Low Mood & Anxiety
Is it safe to come out yet?
Once I became alcohol free I was able to learn so much more about myself than I had anticipated. One of the key learning’s was around anxiety and low mood. Don’t get me wrong I had plenty of experience of both, but what I hadn’t realised was how much my mood and my overall levels of anxiety were skewed by imbibing regular amounts of alcohol. In the cold light of day after a session the night before my anxiety could be excruciating. Particularly if I had an important meeting or work event to attend to. I’d be over tired from poor sleep, head pounding and intrusive thoughts of regret and remorse flooding me constantly.

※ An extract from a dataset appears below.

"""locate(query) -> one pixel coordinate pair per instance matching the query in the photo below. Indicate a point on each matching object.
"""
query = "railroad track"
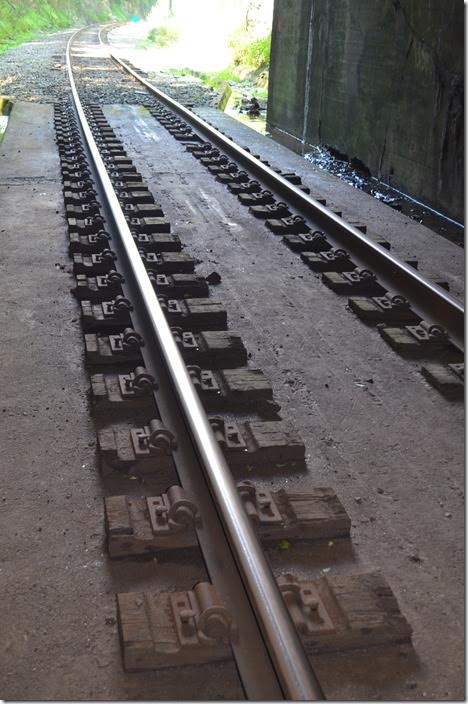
(174, 399)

Why had I stayed up so late?
Why had I drank so much?
What had I said to upset someone?
Of course this would all be alleviated by going back to bed or laying off the booze, but invariably a few ‘liveners’ would usually sort me out and stop the feelings of fear and panic, the shaky feeling in my body and heavy pulse thudding through my head.
It was quite easy to join the dots. To see that my social hobby (after all it wasn’t illegal or anything!) was the cause of my extreme anxiety. This constant regrouping and building myself back up, a few days here or there practicing self care, followed by another binge that would begin the cycle all over again.
The low mood was a symptom of this pattern of behaviour or so I thought. I drank too much, I suffered a hangover that raised my anxiety, then I felt low afterwards – simple!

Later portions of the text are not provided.